Yahoo is on the ropes, but this project has been showing promise for a long time. Check out the news today:
Yahoo! recently launched what we believe is the worlds largest Apache Hadoop production application. The Yahoo! Search Webmap is a Hadoop application that runs on a more than 10,000 core Linux cluster and produces data that is now used in every Yahoo! Web search query.
The Webmap build starts with every Web page crawled by Yahoo! and produces a database of all known Web pages and sites on the internet and a vast array of data about every page and site. This derived data feeds the Machine Learned Ranking algorithms at the heart of Yahoo! Search.
Some Webmap size data:
* Number of links between pages in the index: roughly 1 trillion links
* Size of output: over 300 TB, compressed!

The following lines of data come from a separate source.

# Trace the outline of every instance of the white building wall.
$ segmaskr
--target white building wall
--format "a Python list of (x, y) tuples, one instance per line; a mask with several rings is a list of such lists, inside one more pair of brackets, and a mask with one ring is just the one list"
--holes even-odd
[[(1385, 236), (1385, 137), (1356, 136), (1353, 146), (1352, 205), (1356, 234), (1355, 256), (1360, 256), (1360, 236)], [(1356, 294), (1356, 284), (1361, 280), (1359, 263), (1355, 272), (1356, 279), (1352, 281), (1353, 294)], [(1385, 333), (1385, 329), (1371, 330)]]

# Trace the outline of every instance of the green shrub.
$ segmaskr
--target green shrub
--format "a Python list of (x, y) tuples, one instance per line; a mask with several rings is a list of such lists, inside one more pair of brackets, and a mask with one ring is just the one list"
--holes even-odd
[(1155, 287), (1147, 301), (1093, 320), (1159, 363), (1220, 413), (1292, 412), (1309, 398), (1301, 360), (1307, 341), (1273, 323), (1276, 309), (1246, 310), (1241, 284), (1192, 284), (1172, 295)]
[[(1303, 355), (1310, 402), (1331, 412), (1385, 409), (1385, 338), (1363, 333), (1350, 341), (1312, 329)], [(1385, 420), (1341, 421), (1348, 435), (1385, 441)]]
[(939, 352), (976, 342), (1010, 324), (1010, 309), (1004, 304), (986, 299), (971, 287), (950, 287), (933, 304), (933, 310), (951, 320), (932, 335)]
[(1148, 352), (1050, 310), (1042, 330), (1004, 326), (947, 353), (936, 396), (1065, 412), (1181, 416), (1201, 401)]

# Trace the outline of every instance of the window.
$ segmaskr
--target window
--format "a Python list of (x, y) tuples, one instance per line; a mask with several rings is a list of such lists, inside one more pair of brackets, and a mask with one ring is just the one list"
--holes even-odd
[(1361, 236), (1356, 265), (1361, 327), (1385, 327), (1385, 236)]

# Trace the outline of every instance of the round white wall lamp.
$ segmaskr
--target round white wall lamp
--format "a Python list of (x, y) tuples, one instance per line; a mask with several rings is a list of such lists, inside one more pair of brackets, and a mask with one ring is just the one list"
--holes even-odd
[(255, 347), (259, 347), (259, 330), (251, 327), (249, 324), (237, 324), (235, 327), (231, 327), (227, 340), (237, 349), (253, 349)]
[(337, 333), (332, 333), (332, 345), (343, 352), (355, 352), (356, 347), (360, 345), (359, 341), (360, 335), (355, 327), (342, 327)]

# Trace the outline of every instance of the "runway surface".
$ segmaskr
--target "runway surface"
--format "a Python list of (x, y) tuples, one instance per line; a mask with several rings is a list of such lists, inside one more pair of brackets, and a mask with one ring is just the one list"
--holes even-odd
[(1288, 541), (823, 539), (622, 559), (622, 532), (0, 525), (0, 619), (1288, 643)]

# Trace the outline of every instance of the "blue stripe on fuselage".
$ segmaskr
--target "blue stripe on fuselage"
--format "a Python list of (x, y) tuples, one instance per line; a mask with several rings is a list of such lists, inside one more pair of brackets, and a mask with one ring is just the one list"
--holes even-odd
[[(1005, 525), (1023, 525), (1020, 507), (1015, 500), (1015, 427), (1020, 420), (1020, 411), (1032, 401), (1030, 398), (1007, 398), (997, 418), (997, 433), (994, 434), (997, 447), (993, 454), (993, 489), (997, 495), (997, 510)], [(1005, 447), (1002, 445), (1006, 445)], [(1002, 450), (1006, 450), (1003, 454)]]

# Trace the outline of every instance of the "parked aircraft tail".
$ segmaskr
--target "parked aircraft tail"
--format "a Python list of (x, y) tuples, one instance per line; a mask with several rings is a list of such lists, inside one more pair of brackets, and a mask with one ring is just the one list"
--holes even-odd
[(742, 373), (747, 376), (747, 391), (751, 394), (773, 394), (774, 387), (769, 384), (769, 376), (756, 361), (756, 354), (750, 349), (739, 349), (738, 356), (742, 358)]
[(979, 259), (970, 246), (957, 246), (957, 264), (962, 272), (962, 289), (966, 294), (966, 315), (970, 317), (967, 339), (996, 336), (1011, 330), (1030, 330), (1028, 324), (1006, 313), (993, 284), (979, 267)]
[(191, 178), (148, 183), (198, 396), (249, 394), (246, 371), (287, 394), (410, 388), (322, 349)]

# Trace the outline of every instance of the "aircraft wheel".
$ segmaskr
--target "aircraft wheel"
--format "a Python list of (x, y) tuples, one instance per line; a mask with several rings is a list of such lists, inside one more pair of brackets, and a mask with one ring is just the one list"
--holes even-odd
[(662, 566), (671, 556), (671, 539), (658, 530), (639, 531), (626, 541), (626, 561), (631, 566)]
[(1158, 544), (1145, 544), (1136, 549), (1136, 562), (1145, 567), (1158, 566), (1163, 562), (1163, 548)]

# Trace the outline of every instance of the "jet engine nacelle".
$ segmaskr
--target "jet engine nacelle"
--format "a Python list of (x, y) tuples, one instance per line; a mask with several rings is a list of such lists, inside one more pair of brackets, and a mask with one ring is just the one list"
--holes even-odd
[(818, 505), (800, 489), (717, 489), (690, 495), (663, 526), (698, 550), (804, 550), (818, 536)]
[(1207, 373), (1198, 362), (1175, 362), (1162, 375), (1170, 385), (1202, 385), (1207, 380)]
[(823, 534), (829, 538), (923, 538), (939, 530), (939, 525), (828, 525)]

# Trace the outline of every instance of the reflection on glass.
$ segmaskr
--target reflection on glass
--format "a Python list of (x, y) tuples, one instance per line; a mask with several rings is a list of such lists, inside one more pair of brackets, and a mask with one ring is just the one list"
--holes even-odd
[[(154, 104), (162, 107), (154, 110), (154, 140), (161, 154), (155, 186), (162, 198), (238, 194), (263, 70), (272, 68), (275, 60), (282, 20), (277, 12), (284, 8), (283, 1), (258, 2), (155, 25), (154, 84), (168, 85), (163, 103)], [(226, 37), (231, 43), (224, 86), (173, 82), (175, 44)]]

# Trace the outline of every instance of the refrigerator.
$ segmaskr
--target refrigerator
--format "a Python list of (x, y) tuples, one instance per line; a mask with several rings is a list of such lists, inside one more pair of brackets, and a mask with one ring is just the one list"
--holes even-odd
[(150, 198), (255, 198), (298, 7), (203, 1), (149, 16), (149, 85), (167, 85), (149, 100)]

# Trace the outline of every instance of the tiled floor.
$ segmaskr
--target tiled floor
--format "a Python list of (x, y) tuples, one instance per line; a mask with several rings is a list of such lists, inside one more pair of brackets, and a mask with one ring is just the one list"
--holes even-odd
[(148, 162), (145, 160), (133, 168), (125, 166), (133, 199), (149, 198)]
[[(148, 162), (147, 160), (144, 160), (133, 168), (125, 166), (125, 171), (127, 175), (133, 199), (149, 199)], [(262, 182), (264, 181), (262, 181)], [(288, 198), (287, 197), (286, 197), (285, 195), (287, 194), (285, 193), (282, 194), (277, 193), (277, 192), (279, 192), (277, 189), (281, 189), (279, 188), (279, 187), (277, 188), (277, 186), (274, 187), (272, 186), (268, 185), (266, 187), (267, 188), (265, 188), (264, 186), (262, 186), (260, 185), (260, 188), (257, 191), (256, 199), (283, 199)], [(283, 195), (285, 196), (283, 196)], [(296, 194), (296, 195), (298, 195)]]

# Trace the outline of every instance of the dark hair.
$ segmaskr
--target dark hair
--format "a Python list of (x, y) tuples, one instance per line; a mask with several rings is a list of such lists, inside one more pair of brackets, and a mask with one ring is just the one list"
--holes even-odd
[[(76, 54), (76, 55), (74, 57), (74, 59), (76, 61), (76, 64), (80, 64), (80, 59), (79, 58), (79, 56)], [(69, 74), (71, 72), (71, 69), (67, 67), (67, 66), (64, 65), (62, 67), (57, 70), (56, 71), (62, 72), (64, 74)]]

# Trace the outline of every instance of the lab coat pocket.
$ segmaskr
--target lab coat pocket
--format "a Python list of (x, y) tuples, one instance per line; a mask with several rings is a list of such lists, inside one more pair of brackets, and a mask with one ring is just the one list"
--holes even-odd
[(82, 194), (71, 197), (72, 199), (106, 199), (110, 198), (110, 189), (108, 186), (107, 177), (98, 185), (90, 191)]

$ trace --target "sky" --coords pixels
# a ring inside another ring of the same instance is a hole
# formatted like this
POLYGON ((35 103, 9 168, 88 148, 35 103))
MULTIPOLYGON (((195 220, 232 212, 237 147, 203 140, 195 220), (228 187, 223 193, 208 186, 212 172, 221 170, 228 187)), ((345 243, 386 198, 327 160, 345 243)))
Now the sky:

* Number of cores used to run a single Map-Reduce job: over 10,000
* Raw disk used in the production cluster: over 5 Petabytes
3 thoughts on “Meanwhile, Hadoop News”
What does this mean to the web searcher? I have seen several blogs write about this topic, but none has explained why this is important. Could you?
To a web searcher, it doesn’t mean that much other than the Yahoo index is a little bigger and fresher. However, the important piece is that Hadoop is stable enough to be used at scale in production. If you have a program that doesn’t fit on a single computer, you can use Hadoop to scale it out to thousands of computers. For free.